I've never been wrong.
But I'm losing my edge to better-looking people with better ideas and more talent.
And they're actually really, really nice.
I'm losing my edge.
I heard you have a compilation of every good song ever done by anybody.
Every great song by Mission of Burma. All the underground hits.
All Sparks tracks. I heard you have a vinyl of every Dr. Dre and Snoop Doggy Dog record on German import.
I heard that you have a white label of every seminal techno hit - 1985, '86, '87.
I heard that you have a CD compilation of every good '50s cut and another box set from the '90s.
I hear you're buying an arpeggiator and a theremin and are throwing your macbook out the window because you want to make something real. You want to make a Coldchain, Rosco P., Featuring Pusha T from Clipse & Boo-Bonic record.
I hear that you and your band have sold your harpsichord and bought a marimba.
I hear that you and your band have sold your marimba and bought a harpsichord.
I hear everybody that you know is more relevant than everybody that I know.
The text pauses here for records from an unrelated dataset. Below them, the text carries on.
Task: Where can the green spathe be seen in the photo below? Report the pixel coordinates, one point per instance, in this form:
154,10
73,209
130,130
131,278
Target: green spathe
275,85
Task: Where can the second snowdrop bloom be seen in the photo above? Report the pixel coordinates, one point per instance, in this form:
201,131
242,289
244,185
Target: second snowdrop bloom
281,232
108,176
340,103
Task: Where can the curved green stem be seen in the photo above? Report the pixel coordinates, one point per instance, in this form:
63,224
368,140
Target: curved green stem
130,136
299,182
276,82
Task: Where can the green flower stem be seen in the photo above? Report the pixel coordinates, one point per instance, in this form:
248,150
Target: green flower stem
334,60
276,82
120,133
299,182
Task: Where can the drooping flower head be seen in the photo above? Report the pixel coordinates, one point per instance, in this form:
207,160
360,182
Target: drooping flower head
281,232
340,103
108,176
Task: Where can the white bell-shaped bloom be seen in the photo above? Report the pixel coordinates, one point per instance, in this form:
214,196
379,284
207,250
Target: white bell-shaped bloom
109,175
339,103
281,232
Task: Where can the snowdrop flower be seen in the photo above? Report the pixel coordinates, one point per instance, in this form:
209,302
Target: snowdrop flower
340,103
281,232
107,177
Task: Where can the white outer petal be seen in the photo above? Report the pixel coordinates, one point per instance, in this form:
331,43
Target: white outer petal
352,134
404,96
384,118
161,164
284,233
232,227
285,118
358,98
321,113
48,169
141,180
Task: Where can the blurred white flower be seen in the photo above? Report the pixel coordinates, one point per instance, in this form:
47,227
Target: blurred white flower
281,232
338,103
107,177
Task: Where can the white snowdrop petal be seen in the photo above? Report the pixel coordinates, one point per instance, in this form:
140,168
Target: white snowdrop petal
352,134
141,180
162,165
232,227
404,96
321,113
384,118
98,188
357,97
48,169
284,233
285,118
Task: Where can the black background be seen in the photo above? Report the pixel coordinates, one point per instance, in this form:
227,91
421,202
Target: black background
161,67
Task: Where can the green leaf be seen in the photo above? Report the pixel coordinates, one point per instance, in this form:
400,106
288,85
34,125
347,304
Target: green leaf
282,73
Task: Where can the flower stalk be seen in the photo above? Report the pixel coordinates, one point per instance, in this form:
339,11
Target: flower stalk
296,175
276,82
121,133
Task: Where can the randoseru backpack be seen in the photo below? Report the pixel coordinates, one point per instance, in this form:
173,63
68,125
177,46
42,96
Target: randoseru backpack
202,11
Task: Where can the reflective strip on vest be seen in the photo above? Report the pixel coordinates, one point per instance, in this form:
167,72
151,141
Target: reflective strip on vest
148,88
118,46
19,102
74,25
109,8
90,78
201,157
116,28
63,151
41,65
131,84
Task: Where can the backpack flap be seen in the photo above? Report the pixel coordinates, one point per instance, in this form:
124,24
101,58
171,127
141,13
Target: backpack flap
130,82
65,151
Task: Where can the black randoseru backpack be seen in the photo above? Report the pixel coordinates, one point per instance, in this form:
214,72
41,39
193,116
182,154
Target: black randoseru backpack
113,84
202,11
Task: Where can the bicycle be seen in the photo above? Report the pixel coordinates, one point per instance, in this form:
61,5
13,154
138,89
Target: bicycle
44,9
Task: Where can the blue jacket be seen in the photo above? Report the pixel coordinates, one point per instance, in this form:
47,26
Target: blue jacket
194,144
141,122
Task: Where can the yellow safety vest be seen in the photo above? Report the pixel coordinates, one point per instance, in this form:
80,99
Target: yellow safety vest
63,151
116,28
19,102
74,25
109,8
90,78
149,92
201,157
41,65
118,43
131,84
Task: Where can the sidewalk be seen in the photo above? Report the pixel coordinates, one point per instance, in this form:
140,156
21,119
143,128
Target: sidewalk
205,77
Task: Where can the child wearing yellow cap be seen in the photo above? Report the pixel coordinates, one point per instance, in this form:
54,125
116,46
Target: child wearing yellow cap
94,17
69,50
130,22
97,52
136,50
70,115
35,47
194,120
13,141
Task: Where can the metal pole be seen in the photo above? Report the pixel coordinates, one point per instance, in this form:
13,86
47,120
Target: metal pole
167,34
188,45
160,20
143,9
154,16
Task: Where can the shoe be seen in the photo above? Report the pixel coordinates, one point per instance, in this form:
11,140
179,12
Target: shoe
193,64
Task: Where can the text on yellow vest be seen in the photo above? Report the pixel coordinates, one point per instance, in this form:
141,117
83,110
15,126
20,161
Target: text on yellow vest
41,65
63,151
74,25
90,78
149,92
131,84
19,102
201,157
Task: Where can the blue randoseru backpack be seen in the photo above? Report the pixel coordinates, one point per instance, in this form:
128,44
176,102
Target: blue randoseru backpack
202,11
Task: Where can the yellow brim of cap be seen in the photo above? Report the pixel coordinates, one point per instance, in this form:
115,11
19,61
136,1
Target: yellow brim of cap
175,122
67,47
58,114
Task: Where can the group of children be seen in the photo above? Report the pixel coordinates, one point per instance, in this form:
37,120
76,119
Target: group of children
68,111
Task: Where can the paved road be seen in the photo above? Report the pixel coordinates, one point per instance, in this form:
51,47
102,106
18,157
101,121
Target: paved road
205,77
But have you seen my records?
Traffic Nightmare,
Bobbi Humphrey,
Crime,
Frankie Knuckles,
Alphaville,
Jeru the Damaja,
The Slits,
Delta 5,
Nik Kershaw,
Juan Atkins,
Newcleus,
cv313,
The Fall,
Judy Mowatt,
The Count Five,
Von Mondo,
Skaos,
Section 25,
Bobby Byrd,
Lee Hazlewood,
Scion,
The Mummies,
Grandmaster Flash,
The Saints,
Marc Romboy vs. Booka Shade,
The Angels of Light,
Suburban Knight,
Graham Central Station,
Half Japanese,
The Gladiators,
Infiniti,
Lebanon Hanover,
Strawberry Alarm Clock,
Thee Headcoats,
Eurythmics,
Rod Modell,
Richard Hell and the Voidoids,
Country Joe & The Fish,
Kerrie Biddell,
The American Breed,
Harpers Bizarre,
Manfred Mann's Earth Band,
The Remains,
Grandmaster Flash and the Furious Five,
Average White Band,
Wings,
Animal Collective,
Siglo XX,
Warsaw,
Skriet,
kango's stein massive,
Lou Reed & John Cale,
Jimmy McGriff,
Malaria!,
Gil Scott-Heron & Brian Jackson,
Livin' Joy,
Donny Hathaway,
The Neon Judgement,
Television Personalities,
Mantronix,
Dead Boys, Dead Boys, Dead Boys, Dead Boys.
You don't know what you really want.
You don't know what you really want.
You don't know what you really want.
You don't know what you really want.
You don't know what you really want.
You don't know what you really want.
You don't know what you really want.
You don't know what you really want.
You don't know what you really want.
You don't know what you really want.
You don't know what you really want.
You don't know what you really want.
You don't know what you really want.
You don't know what you really want.
You don't know what you really want.